= Olgica Milenkovic =

Olgica Milenkovic is a coding theorist from the former Yugoslavia, known for her work in compressed sensing, low-density parity-check codes, and DNA digital data storage. She is a professor of electrical and computer engineering at the University of Illinois at Urbana–Champaign.

==Education and career==
Milenkovic graduated from the University of Niš in 1996, with a bachelor's degree in electrical engineering. She wrote a bachelor's thesis on Channel Capacity of a New Class of Modulation Codes, supervised by Bane Vasic. She moved to the University of Michigan for her graduate studies, continuing to work with Vasic there on a 2001 master's thesis, Multidimensional Modulation Codes for Magnetic and Optical Recording. She completed her Ph.D. at Michigan in 2002, with a dissertation Combinatorial Problems in Analysis of Algorithms and Coding Theory supervised by Kevin Compton.

After her completing her doctorate, Milenkovic joined the department of electrical and computer engineering at the University of Colorado Boulder. She moved to the University of Illinois at Urbana–Champaign in 2007, and was promoted to full professor there in 2015.
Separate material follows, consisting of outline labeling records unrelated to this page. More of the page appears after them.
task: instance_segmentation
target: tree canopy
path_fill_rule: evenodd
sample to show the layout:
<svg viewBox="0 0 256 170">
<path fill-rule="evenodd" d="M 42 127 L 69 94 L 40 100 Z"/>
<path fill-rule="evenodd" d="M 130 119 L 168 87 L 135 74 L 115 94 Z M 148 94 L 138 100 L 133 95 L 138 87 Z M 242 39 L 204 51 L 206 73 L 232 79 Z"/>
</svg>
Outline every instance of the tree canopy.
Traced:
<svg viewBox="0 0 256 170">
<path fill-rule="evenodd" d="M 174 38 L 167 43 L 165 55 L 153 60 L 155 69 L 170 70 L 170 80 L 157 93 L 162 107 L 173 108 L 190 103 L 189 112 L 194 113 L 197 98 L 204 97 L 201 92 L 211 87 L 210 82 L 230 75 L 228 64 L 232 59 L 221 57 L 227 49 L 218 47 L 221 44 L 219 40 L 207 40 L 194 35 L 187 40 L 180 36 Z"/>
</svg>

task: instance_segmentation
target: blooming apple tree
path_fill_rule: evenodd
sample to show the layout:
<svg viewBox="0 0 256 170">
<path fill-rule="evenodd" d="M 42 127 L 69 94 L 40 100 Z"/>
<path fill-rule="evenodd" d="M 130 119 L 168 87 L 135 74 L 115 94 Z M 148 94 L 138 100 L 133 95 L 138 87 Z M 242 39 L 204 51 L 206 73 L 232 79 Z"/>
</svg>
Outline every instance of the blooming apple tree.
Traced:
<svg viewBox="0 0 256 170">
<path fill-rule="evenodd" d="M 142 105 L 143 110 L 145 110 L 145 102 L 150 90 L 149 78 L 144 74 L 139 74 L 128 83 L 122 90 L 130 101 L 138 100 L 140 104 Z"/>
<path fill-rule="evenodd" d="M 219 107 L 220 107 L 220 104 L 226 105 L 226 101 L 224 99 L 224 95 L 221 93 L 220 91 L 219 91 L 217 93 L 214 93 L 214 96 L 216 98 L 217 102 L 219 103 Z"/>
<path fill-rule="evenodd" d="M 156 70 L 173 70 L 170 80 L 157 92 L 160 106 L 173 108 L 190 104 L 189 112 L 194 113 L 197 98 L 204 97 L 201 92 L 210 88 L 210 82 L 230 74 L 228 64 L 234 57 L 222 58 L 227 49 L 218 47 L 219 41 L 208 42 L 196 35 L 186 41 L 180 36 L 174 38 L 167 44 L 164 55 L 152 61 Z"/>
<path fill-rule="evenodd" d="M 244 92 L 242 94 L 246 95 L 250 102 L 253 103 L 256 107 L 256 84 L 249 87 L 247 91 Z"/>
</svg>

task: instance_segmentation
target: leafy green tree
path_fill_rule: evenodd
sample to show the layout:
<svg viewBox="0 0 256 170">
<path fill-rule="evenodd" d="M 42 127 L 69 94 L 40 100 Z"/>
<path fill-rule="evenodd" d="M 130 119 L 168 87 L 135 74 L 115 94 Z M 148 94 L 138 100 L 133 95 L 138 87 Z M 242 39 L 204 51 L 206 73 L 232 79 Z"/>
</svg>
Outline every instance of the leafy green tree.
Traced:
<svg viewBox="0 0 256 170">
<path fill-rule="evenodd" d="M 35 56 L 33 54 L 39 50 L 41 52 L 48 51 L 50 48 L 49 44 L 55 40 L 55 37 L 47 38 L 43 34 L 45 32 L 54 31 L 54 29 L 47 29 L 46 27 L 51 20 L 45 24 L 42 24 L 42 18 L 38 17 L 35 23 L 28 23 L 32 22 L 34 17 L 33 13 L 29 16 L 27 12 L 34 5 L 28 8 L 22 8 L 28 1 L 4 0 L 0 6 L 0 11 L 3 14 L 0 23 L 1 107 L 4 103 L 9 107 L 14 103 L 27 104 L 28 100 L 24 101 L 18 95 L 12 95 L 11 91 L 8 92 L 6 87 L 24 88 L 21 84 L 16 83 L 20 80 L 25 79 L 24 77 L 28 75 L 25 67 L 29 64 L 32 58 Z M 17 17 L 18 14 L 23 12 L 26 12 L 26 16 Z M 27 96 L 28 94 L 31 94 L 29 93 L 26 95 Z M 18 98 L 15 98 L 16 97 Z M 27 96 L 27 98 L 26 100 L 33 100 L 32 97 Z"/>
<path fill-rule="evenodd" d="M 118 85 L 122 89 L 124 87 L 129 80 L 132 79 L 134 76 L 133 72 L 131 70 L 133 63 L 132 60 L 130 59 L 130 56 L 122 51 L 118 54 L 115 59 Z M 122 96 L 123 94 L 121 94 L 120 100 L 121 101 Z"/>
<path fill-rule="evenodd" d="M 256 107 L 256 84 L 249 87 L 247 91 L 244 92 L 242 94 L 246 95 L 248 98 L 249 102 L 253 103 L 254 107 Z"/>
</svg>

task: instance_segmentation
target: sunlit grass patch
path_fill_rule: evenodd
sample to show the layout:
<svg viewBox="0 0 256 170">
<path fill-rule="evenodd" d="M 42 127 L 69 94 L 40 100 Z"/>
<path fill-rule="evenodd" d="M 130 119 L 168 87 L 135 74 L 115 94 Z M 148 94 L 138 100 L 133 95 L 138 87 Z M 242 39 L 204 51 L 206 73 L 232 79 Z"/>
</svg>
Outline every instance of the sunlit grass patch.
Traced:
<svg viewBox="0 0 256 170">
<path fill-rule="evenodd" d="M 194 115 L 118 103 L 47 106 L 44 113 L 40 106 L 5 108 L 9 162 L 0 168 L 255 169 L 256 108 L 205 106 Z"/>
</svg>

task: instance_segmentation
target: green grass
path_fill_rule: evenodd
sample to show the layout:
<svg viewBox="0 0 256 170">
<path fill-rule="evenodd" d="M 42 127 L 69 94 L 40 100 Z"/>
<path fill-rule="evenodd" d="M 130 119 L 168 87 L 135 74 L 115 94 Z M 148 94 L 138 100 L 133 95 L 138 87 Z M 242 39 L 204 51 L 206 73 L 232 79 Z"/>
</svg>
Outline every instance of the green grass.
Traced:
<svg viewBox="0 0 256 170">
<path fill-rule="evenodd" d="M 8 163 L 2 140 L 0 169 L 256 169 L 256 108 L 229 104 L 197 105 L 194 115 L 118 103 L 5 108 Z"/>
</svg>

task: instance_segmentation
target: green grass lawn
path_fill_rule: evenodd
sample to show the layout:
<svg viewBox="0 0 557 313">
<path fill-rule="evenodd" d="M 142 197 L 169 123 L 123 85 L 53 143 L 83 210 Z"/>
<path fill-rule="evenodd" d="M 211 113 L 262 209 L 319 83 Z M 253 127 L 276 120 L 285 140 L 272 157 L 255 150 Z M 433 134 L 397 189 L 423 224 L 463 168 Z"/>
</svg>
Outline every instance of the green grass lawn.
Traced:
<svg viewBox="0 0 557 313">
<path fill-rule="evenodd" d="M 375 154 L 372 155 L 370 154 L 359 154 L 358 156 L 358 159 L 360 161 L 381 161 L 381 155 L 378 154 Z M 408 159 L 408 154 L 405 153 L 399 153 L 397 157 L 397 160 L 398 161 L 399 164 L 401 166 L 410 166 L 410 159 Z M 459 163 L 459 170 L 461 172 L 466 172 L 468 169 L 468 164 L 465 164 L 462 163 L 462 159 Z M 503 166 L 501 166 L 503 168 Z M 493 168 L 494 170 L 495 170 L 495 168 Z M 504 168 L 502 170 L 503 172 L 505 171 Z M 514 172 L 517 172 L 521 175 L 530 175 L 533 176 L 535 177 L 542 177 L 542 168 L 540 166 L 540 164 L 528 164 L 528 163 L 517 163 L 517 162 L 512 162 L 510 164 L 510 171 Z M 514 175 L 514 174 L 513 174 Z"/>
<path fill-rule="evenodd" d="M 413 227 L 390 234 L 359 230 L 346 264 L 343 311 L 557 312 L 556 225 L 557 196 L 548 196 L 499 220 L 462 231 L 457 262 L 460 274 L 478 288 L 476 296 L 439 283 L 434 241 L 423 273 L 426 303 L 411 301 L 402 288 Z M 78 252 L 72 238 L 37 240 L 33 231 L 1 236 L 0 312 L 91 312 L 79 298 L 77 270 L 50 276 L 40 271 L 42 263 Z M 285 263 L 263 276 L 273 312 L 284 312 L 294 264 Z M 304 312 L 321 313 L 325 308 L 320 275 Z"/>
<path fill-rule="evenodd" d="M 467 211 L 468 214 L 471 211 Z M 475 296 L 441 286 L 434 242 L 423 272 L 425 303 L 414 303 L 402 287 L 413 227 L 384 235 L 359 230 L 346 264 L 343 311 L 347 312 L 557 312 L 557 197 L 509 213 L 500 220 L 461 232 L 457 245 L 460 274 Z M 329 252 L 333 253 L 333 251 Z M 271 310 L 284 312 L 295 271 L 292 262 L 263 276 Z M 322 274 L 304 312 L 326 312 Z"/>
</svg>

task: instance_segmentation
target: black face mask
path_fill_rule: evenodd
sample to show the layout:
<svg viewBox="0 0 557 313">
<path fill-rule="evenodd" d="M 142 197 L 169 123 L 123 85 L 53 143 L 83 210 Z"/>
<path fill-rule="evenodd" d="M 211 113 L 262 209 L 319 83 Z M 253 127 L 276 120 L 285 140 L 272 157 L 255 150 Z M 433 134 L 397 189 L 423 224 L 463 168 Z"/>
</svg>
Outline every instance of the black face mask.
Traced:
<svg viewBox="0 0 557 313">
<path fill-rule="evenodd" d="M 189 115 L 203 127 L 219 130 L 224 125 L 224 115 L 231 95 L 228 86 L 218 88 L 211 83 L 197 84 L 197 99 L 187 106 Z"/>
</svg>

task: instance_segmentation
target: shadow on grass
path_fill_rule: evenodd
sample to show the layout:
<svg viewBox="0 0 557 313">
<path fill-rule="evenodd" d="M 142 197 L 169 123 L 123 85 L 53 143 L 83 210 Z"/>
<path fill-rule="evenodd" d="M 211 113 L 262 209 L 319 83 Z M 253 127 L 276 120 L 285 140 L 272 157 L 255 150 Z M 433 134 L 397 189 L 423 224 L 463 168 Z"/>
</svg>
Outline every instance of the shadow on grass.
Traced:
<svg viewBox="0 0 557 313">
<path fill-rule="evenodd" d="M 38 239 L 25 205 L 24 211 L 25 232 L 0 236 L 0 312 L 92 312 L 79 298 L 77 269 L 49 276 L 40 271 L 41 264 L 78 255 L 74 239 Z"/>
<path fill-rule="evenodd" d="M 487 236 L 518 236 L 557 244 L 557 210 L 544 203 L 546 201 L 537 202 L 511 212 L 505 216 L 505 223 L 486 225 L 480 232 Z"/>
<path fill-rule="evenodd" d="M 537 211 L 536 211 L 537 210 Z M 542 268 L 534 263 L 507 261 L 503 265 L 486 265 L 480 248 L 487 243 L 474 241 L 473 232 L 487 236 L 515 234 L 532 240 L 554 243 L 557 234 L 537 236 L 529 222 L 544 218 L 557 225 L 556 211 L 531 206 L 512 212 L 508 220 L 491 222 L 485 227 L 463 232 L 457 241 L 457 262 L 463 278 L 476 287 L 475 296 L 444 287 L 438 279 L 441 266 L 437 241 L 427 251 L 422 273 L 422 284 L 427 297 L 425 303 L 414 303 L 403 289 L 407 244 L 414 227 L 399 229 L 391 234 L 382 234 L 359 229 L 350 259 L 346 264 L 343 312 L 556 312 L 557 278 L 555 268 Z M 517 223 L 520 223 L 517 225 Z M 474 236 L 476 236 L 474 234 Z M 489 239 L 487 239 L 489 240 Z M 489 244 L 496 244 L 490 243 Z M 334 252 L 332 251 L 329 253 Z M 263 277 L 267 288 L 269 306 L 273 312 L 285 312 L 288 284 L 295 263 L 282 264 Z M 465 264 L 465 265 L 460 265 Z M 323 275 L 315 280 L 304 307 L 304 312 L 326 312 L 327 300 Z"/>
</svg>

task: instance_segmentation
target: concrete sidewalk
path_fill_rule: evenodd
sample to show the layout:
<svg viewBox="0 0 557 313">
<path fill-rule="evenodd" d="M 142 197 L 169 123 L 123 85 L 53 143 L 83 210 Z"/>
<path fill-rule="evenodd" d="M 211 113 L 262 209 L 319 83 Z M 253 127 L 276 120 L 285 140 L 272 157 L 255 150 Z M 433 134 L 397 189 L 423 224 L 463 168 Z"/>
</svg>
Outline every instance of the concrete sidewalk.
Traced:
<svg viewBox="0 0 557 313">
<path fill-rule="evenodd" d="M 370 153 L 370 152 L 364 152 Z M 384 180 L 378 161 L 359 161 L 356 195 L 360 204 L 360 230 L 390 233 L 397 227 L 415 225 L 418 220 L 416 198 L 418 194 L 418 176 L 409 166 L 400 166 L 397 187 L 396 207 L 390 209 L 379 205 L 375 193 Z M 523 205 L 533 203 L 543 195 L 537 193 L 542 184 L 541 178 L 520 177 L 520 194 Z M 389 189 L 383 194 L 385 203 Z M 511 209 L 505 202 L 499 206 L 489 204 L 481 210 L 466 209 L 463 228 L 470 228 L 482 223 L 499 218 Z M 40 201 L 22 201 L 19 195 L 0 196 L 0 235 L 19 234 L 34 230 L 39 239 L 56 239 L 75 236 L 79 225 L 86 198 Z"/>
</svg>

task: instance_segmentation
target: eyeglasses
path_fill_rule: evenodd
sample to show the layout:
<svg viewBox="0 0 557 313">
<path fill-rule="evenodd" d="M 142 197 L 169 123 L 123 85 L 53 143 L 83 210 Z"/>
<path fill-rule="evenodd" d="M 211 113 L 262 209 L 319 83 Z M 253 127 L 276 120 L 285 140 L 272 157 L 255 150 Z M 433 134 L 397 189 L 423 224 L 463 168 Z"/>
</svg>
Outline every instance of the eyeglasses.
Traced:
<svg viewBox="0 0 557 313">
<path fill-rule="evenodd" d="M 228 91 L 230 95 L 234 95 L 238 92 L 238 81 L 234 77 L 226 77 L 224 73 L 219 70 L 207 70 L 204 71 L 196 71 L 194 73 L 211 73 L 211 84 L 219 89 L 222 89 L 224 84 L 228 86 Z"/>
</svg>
In 2019, she served as Guest Editor in chief of a special project dedicated to interdisplinary work of V.I Levenshtein.

==Contributions==
Milenkovic's research includes using DNA to store and retrieve content such as Wikipedia articles and the Gettysburg Address.

== Awards ==

- NSF Faculty Early Career Development (CAREER) Award
- The DARPA Young Faculty Award
- The Dean's Excellence in Research Award

== Recognition ==
Milenkovic was a distinguished lecturer for the IEEE Information Theory Society in 2015. In 2018 she was elected as a Fellow of the IEEE "for contributions to genomic data compression".